O Comitê Francês de Liberação Nacional (CFLN), após três anos de relação com o Brasil, fez, em 1943, esta declaração:

[…] as elites sul-americanas, tão ligadas tradicionalmente à nossa cultura, têm continuado a procurar nossos educadores, nossos professores, nossos artistas e a esperar as diretrizes do pensamento francês. Na maioria desses países, o domínio norte-americano aumentou, nos aspectos militar, comercial, financeiro, industrial e, em certos casos, cultural. Procurando limitar a extensão desta ação que, em muitos casos, lhes é vantajosa ou mesmo indispensável, muitos dentre eles desejam, contudo, reservar à ação desinteressada da França o domínio do espírito. Nós temos podido promover, graças às subvenções de Londres ou de Vichy, a maioria de nossas obras e de nossos educadores. Nossas posições são ainda bem sólidas e podem servir de ponto de partida a novas influências.

Ainda no século XX, é relevante explanar que as manifestações estudantis e operárias de 1968 em Paris influenciaram as organizações de esquerda no Brasil contra a ditadura militar. Todavia, na década de 1970, a derrota dos movimentos de resistência ao governo militar e o contexto econômico-social fizeram surgir uma geração que passou a adotar como referência a cultura americana.

Embora as relações franco-brasileiras não sejam as mesmas do passado, é importante salientar que a França e o Brasil ainda mantêm seus laços. Em 1998, o Brasil foi homenageado no Salão do Livro de Paris e, em 2005, aconteceu o Ano do Brasil na França, apresentando uma extensa programação cultural. Como retribuição, em 2009, o Brasil fez uma homenagem à França, com o evento intitulado Ano da França no Brasil.

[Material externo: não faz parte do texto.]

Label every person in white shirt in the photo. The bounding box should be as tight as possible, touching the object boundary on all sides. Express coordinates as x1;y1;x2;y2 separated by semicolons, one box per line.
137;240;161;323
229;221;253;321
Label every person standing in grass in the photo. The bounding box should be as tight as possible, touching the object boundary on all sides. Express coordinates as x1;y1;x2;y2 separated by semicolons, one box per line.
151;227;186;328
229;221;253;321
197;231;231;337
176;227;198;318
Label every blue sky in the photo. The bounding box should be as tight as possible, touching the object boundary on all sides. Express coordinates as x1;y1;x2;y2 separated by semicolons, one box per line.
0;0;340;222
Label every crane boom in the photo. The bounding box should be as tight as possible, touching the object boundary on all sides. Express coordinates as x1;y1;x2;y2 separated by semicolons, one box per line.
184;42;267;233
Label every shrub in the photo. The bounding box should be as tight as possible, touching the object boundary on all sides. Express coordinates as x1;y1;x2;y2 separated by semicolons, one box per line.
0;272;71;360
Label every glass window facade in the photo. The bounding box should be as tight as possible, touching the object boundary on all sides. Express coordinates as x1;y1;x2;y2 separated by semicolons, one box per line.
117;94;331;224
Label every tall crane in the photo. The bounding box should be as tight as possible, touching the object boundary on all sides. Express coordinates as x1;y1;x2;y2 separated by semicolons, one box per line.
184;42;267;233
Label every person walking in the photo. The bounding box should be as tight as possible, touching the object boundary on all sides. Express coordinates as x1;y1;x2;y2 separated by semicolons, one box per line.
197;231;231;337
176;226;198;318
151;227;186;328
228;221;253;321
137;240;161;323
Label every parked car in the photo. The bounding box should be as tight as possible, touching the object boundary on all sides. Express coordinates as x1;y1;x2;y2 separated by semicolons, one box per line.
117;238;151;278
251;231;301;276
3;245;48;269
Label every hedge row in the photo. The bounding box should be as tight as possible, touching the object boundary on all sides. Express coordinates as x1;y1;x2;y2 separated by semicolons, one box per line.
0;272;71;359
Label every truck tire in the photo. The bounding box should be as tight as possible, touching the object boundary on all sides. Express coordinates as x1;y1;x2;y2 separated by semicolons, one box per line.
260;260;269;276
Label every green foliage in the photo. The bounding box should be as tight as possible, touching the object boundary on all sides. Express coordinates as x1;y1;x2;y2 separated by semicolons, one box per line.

Não podemos deixar de dizer que a presença das Alianças Francesas no Brasil se torna cada vez mais forte. Como foi mencionado em minha pesquisa de mestrado (AZEVEDO, 2010), somente no município do Rio de Janeiro existem oito filiais, sediadas nos bairros de Copacabana, Ipanema, Méier, Barra, Recreio, Centro, Botafogo e Tijuca, além de cursos ministrados em empresas.

No que tange ao espaço do ensino-aprendizado da língua francesa, esta pesquisa versará, em particular na próxima seção, sobre as ações educativas referentes às línguas estrangeiras. O objetivo será demonstrar sobretudo a presença e o papel da língua francesa no contexto escolar e social brasileiro, visando a depreender as imagens desse

idioma no atual contexto, tendo em vista que os vestígios da memória histórica construídos no meio social (ORLANDI, 2003) têm papel relevante no momento do processo de ensino-aprendizado, de mediação de conhecimentos, de interação aluno- professor.